“Kedi” is the cat’s meow. Literally.
This heartening, if less-than-brutally-honest documentary, takes viewers to Istanbul, which has an apparent centuries-old tradition of letting thousands of cats wander its streets. These aren’t really feral cats — they are used to and often depend on human affection — but most don’t have specific owners. Or collars. Or shots. Or even names.
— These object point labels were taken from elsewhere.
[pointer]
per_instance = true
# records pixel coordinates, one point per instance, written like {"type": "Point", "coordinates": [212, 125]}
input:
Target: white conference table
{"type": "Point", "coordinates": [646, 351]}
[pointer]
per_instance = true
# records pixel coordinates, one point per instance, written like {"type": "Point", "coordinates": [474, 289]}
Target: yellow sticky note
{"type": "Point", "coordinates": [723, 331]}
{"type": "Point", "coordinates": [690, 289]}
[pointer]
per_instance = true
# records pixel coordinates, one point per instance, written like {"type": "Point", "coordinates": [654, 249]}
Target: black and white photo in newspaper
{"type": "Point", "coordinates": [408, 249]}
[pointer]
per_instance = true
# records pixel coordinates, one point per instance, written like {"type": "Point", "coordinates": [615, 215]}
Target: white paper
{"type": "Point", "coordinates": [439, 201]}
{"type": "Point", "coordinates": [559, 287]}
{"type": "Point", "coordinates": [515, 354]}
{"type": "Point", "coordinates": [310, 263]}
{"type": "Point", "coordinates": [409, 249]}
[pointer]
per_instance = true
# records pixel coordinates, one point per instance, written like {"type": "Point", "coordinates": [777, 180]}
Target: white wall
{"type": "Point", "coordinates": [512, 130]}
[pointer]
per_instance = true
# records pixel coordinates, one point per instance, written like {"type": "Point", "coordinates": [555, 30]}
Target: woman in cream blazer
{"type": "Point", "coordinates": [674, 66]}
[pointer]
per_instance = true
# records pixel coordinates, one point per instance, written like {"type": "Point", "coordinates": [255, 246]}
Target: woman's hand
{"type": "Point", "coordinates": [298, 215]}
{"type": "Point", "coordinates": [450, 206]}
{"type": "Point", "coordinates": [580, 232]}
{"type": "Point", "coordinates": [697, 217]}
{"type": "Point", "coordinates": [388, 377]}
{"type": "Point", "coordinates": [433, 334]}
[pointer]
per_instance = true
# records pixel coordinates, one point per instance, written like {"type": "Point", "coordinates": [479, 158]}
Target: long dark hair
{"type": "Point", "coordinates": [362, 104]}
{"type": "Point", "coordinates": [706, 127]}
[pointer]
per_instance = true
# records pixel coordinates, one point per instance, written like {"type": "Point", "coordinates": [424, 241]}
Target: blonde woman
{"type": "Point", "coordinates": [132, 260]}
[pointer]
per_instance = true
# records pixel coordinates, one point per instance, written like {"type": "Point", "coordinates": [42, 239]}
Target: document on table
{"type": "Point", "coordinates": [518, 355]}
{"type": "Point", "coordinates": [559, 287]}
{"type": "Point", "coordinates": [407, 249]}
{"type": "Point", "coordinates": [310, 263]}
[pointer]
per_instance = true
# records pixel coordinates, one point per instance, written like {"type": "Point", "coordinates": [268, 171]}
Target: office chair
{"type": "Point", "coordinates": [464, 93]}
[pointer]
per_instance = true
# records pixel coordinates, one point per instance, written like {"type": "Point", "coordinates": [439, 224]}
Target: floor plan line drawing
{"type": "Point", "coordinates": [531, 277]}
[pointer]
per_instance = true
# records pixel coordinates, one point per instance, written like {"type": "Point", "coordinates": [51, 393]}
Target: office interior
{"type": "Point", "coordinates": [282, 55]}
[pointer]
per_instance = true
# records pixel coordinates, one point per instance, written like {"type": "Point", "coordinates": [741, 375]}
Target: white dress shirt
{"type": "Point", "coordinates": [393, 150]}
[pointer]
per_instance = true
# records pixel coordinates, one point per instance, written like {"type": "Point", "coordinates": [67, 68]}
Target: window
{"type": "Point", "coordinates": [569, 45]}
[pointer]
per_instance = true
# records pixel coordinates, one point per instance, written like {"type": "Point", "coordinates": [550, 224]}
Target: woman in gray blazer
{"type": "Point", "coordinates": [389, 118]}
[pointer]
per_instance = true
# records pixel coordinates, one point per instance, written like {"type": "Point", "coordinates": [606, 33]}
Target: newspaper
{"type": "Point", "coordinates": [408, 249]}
Walk down the street and you’ll see a cat, or five, or twenty. There are cats in the subway, cats wandering through open-air markets, cats camped out in cafes, cats on boats, surely cats near fish mongers. Cats knocking on apartment windows, cats in catfights, cats — and plenty of kittens — tucked in nooks and crannies everywhere.
And the citizens of Istanbul, at least those interviewed here, love it. They speak of cats knowing God, of cats as therapeutic, of cats as feminine, and as an integral part of Istanbul’s culture. One man says he doesn’t know how he would have gotten through childhood without cats as companions; another credits them with bringing him back from a nervous breakdown.
Food and water containers are laid out on streets. One family boils 20 pounds of chicken a day, then wanders about the neighborhood doling out free food for the cats. Shopkeepers have running tabs at veterinarians for cats that get sick or injured.
Much of the film is spent just following cats, with photography moving at a cat-cam level as they scurry between people, seeking food for their young, some human affection or just the day’s adventure.
There has to be some downside to all this — a man talks about how his backyard was filled with graves for cats hit by cars; how many kittens starve or freeze to death? — but “Kedi” avoids lingering on such concerns. Instead it purrs with optimism and kitty wonder.